The memory header is inserted around 1.

// [16-24] bytes of memory consumed each time, used to record the memory Application Status struct header {header_e flag; // int line used by the current memory; // apply for the file line const char * file; // apply for the file name const char * func; // apply for the function name };

When we get the header check for 2 in malloc and _ header_get, we directly exit.

The idea is very clear. If this code runs on a 64-bit machine and runs on an online server, 1000 million malloc objects will be created.

100000*(4 + 4 + 8 + 8) B/1024/1024 = 2.288818359375 MB memory loss. There is also a memory fetch check performance loss.
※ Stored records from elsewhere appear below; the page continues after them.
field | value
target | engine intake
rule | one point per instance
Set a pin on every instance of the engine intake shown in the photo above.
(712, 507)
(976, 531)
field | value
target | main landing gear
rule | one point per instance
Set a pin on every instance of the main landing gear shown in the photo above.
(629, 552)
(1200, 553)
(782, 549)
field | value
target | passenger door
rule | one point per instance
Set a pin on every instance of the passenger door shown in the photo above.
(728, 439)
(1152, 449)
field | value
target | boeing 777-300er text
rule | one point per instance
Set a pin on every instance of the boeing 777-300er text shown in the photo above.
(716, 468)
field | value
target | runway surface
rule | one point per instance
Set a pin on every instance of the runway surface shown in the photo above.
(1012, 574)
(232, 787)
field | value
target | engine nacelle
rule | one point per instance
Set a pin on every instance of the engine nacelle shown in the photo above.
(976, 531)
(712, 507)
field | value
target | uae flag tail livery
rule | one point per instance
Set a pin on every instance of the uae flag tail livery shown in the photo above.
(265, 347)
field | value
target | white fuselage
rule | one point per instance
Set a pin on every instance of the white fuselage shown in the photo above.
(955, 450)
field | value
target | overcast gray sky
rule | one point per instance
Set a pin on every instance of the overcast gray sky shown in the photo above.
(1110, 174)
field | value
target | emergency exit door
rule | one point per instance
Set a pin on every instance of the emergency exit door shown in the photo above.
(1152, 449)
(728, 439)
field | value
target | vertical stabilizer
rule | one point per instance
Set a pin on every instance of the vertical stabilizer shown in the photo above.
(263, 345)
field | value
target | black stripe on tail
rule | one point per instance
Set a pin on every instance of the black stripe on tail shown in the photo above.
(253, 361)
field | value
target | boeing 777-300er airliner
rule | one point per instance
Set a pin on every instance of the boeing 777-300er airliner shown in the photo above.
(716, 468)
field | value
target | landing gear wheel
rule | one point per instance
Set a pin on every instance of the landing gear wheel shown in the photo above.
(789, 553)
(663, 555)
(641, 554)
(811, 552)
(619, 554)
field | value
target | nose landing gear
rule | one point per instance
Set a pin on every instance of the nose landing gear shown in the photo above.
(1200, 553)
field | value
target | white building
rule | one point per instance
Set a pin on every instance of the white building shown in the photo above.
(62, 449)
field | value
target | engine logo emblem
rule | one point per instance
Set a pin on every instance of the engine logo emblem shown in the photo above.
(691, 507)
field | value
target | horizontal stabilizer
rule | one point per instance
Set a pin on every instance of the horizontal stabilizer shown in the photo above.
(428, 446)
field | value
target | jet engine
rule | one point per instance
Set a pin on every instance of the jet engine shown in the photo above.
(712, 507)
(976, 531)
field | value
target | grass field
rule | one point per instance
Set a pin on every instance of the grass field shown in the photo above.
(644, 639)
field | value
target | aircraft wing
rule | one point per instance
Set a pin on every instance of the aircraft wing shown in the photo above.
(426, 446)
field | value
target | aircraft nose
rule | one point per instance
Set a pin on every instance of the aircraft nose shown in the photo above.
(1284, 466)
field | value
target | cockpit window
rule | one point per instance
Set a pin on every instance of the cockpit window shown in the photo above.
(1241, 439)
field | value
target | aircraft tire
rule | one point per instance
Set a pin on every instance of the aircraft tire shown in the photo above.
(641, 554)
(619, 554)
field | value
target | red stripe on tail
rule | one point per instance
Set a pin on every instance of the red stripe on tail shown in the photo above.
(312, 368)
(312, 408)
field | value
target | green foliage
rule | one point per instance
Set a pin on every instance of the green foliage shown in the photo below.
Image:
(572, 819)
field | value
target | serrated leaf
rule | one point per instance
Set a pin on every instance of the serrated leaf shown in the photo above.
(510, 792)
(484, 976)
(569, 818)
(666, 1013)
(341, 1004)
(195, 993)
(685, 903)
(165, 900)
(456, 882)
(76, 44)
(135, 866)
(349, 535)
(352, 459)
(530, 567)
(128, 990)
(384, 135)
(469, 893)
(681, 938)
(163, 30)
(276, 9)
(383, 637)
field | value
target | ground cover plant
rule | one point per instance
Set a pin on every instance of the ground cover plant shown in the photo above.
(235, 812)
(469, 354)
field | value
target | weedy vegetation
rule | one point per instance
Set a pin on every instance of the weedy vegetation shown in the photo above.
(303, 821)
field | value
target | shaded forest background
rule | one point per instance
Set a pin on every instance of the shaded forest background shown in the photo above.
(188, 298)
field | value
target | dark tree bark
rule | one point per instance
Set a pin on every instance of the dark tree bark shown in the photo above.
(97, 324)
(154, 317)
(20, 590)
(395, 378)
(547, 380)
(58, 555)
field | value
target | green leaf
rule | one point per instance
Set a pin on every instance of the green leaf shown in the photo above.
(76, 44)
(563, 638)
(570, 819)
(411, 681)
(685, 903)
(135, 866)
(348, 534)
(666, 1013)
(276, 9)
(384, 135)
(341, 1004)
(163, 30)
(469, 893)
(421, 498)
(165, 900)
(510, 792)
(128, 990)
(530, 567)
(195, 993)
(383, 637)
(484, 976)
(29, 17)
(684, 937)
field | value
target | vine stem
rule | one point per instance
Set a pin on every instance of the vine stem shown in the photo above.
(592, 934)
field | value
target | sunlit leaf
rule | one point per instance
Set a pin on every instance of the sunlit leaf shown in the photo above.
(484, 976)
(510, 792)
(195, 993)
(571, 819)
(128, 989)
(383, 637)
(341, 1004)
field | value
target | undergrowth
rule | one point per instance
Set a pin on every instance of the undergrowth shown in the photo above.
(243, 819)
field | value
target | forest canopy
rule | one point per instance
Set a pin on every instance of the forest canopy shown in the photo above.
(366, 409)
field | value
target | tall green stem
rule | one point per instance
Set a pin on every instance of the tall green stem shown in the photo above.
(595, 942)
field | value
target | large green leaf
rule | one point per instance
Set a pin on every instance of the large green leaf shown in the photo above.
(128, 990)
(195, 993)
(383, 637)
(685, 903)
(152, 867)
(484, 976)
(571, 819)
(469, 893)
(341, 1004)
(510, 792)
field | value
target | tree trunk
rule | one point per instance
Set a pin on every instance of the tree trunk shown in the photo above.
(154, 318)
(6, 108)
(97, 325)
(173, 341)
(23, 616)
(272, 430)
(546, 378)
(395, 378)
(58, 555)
These are acceptable. In special cases, you can print the information to determine the location of memory call errors.

Here we use enumeration to distinguish between convenience and macros.

// Identify the enumerated typedef enum {HF_Alloc, HF_Free} header_e;

In fact, macros and enumerations are basically the same in C. Only special specifications can be manually added to stipulate the differences between them. macros are used too much, and the complexity will increase. a double-edged sword.

The following is a test demo.Main. c

# Include <stdio. h> # include "scalloc. h "/** test memory management and obtain the memory registration information */int main (int argc, char * argv []) {int * piyo = malloc (10 ); free (piyo); puts ("start testing... "); // test free (piyo); getchar (); return 0 ;}

Demo result

The basic ideas have been introduced here. The main core isSteal a column.

 

Postscript -~ ○ ~

Errors are inevitable. If you have any problems, patch them and fix them. You are welcome to use this idea in your own project.